A Red Flag On Reverse Mortgages

By RON LIEBER

It is the saddest of paradoxes: a government-backed financial maneuver intended to free up extra money for struggling older people turns out to have left some widows and widowers on the brink of foreclosure.

This week, AARP sued the Housing and Urban Development Department over a handful of reverse mortgages gone awry. Lenders, following the letter of one of HUD’s rules, are requiring newly widowed people who want to stay in their homes to pay off the balance of their loans quickly, even if it is much more than the value of the home. Because they can’t (or won’t), the lenders are foreclosing.

This is happening only to a small number of people who did not have their names on the reverse mortgage for a variety of reasons. Some spouses did not put their names on the applications in order to qualify for a bigger loan, without necessarily realizing that they were putting themselves in jeopardy.

Reverse mortgages were not supposed to work like this. Instead, the big idea was to let people who were cash-poor but relatively rich in home equity draw on some (but not all) of that stored value. They’d get a lump sum, a line of credit or a monthly check for either a fixed period or for as long as they stayed in the home. And nearly everyone thought the rules were clear: homeowners or their heirs would never, even decades later, owe a cent beyond the value of the property.

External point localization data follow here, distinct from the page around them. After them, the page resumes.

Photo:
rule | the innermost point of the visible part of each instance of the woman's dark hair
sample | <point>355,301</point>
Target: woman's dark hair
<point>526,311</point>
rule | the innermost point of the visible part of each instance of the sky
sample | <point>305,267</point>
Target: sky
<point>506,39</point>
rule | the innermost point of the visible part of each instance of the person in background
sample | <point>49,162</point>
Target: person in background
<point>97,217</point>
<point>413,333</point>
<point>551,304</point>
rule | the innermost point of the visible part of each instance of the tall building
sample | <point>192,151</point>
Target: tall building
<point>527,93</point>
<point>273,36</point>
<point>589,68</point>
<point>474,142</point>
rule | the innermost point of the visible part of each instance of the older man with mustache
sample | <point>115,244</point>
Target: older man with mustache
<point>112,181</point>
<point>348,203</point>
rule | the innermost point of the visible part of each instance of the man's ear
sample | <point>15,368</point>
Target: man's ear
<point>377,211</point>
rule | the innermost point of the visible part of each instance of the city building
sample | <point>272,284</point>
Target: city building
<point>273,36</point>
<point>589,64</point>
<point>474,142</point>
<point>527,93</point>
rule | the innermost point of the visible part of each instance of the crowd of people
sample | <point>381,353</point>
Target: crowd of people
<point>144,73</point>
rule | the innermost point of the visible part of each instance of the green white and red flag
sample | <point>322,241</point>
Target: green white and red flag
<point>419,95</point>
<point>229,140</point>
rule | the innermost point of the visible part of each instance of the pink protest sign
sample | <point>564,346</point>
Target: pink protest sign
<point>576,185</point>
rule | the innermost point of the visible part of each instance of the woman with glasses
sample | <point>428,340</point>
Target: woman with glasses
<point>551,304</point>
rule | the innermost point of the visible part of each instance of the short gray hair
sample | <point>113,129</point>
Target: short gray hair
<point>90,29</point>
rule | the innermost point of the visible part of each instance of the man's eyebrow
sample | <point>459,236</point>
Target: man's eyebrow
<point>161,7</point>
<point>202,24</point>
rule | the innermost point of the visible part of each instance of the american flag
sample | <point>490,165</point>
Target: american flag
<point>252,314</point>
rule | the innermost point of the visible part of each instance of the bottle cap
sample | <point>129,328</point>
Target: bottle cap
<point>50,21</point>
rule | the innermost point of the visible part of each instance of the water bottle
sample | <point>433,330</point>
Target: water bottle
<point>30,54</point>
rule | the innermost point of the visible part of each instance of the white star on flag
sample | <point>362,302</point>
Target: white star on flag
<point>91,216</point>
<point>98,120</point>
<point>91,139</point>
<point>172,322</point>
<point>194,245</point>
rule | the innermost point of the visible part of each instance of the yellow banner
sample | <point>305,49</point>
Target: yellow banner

The fact that it hasn’t turned out that way for some people is yet another warning sign on a financial product that has the potential to help those who have no other money to draw on in their old age. Reverse mortgages, after all, have historically been marked by high fees. Charlatans looking to extract people’s home equity and put that money into high-fee annuities and other questionable financial products sometimes used reverse mortgages to do it.

So if you’re even remotely considering a reverse mortgage or have a parent or friend who is, this is something else that can go horribly wrong if you’re not paying close attention during the application process.

But first, a review session. (And a disclaimer: This should be only the first of many stops in your reverse mortgage research efforts. I’ve linked to a couple of our best articles on the topic in the online version of this column. You should also check out AARP’s “Borrowing Against Your Home” guide, which HUD actually links to from its reverse mortgage information home page.)

In a regular mortgage, you pay the bank. With a reverse mortgage, which you can get only if you are 62 or above, the bank pays you, drawing on the equity you already have in your home. It’s different from a home equity loan in two crucial ways: You don’t have to make payments on a reverse mortgage as you do with a home equity loan, and there’s no credit check involved with a reverse mortgage.

As you can imagine, you need to have a fair bit of equity in your home to even qualify for a reverse mortgage. The amount of money you can get from the loan depends on that equity, along with the prevailing interest rates and your age. Lenders do their underwriting in part based on how long they think you’ll be in the house. The younger you are, the less money you’ll get because you’re likely to stay a while before paying back the loan. (There is more on how repayment works below.)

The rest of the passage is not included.